Volgens de evolutionaire psychologie hebben invloeden in de omgeving de ‘stamboom’ van
de mens ‘gesnoeid’, waarbij de individuen de meest adaptieve psychische en lichamelijke
kenmerken bevoordeeld werden. Darwin noemde dit natuurlijke selectie. Tijdens dit proces
evolueerden (veranderen) de lichamelijke kenmerken van een soort in de richting van de
kernmerken die de best aangepaste organismen een voordeel gaven in de strijd om het
bestaan.
Een tweede belangrijk idee dat de vroege psychologische wetenschap vormgaf, is afkomstig
uit de scheikunde, waar wetenschappers patronen ontdekten in de eigenschappen van
chemische elementen. Daaruit concludeerden ze dat het mogelijk was om alle elementen in
een periodiek systeem onder te brengen. Deze ontdekking bracht met 1 klap structuur in de
tot dan toe chaotische discipline van de chemie, en trok overal in de wetenschappelijke
wereld veel aandacht. Methoden uit de wetenschap konden gebruikt worden om zowel de
geest als het lichaam te bestuderen.(Wundt)
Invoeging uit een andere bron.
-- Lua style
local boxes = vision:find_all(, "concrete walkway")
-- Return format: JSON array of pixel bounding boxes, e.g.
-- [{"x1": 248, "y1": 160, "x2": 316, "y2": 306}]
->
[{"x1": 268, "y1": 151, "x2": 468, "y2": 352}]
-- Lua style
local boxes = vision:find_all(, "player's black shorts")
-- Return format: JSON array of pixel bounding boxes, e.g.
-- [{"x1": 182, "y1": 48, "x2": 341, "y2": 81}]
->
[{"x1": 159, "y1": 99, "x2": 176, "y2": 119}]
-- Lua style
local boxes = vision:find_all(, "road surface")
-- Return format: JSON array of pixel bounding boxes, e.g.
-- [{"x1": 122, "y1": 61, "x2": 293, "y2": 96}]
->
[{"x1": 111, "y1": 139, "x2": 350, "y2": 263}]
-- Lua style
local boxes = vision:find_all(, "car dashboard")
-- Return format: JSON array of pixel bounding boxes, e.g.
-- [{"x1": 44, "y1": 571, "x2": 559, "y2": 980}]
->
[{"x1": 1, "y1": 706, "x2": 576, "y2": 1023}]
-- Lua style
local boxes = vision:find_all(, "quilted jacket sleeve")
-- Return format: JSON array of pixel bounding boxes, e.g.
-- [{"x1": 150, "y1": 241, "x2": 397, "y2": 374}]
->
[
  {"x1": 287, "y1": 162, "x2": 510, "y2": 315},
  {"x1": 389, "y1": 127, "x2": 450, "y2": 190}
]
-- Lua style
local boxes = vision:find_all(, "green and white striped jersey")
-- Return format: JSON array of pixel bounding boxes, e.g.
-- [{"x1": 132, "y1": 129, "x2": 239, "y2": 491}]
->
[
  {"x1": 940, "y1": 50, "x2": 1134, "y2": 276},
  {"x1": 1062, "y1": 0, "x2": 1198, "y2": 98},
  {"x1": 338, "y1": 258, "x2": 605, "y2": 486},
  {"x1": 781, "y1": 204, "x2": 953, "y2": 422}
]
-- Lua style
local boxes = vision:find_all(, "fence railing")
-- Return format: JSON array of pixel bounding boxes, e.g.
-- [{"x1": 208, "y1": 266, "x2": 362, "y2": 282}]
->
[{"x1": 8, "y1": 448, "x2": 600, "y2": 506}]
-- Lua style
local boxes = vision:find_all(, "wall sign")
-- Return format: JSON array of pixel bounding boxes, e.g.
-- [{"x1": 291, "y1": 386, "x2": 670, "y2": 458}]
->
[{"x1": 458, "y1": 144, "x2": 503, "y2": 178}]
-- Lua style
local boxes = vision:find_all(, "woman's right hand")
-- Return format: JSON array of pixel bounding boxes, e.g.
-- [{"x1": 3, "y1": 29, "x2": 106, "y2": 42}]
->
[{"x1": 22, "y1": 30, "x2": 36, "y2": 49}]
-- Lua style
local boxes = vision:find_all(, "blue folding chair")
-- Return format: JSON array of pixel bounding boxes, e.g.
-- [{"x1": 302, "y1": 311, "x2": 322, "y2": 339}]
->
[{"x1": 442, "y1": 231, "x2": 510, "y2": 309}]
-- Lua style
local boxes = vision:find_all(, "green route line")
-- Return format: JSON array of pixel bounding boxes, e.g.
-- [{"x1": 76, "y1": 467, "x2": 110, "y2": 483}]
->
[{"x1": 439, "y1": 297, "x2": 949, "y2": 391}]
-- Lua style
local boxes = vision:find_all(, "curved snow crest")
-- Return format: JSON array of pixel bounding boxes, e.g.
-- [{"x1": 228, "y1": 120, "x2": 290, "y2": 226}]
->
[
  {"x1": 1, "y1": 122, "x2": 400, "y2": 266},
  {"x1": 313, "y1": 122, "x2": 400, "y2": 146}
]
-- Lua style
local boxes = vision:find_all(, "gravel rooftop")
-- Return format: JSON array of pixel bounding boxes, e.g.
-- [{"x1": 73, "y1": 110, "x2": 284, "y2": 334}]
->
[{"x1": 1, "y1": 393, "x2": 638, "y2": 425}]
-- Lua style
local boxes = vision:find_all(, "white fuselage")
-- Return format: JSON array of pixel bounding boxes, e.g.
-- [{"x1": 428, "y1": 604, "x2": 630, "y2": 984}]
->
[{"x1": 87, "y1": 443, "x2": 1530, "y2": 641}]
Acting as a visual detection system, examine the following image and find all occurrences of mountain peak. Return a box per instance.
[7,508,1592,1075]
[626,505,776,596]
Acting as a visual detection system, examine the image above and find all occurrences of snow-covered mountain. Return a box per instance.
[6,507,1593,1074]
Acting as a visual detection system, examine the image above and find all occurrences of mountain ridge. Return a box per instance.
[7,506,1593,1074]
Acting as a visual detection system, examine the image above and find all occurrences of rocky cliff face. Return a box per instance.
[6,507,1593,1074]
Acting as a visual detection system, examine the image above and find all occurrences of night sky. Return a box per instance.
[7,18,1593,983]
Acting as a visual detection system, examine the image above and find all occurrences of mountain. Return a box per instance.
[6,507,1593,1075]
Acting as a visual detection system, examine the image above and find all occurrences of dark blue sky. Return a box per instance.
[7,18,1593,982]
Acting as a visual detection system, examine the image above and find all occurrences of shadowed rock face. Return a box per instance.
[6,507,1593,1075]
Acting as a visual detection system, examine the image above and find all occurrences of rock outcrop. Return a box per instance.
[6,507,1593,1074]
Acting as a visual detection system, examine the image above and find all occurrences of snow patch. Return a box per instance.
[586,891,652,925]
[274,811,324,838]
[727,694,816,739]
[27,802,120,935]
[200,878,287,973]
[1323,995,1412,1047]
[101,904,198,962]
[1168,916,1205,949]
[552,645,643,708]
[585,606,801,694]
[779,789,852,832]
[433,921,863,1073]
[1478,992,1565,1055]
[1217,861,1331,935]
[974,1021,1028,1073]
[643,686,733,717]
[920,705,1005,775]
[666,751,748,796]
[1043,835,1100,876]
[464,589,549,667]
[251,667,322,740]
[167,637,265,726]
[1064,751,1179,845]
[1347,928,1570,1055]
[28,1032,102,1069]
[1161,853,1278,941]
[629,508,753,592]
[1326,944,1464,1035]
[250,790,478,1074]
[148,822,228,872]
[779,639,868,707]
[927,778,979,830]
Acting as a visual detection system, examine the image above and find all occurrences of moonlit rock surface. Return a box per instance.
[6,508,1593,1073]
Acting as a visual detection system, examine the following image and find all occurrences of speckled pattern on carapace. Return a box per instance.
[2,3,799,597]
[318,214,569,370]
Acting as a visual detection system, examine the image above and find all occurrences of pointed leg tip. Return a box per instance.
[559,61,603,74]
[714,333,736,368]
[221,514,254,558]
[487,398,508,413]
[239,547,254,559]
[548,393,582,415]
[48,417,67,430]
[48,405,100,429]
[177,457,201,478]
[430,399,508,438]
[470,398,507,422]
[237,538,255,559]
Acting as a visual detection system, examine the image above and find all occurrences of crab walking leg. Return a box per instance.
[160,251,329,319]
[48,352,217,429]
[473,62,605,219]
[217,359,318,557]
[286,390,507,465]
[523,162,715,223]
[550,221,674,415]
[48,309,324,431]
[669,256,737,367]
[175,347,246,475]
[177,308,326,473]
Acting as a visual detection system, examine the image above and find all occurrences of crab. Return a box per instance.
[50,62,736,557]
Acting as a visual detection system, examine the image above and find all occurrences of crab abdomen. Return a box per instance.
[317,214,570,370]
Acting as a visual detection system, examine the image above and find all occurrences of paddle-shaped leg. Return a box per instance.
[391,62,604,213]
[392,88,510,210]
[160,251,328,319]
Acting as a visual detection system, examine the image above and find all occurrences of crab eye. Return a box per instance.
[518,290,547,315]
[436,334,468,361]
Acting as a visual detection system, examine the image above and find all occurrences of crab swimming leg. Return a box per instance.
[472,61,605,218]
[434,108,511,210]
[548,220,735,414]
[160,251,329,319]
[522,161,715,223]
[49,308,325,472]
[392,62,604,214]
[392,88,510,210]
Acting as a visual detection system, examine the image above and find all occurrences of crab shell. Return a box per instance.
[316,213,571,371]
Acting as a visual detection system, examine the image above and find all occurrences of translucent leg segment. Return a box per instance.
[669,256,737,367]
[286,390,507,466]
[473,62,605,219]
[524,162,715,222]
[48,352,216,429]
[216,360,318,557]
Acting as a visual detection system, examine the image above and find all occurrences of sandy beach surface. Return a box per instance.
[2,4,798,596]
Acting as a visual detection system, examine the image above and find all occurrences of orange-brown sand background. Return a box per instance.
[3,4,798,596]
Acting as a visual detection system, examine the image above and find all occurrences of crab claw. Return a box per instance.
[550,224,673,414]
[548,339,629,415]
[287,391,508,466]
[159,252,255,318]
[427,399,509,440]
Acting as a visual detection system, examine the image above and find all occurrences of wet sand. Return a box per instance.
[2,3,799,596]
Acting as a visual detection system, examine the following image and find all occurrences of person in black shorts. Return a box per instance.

Onderzoek waarbij getrainde vrijwilligers hun sensorische en emotionele reacties op
verschillende prikkels beschreven is een techniek die introspectie (naar binnen kijken) wordt
genoemd. Onderzoek naar wat volgens Wundt ‘elementen’ van het bewust zijn waren, met
inbegrip van gewaarwording en waarneming, geheugen, aandacht, emotie, denken, leren en
taal. Volgens heb bestond al onze verstandelijke activiteiten uit verschillende combinaties
van deze elementaire processen.
Een leerling van Wundt bracht de zoektocht naar de elementen van het bewustzijn naar
Amerika, waar hij het structuralisme, dit is een zoektocht naar de elementen van het
bewustzijn begon te noemen. Dit was een passende term, want het doel was de meeste
elementaire ‘structuren’ of onderdelen van de geest aan het licht te brengen.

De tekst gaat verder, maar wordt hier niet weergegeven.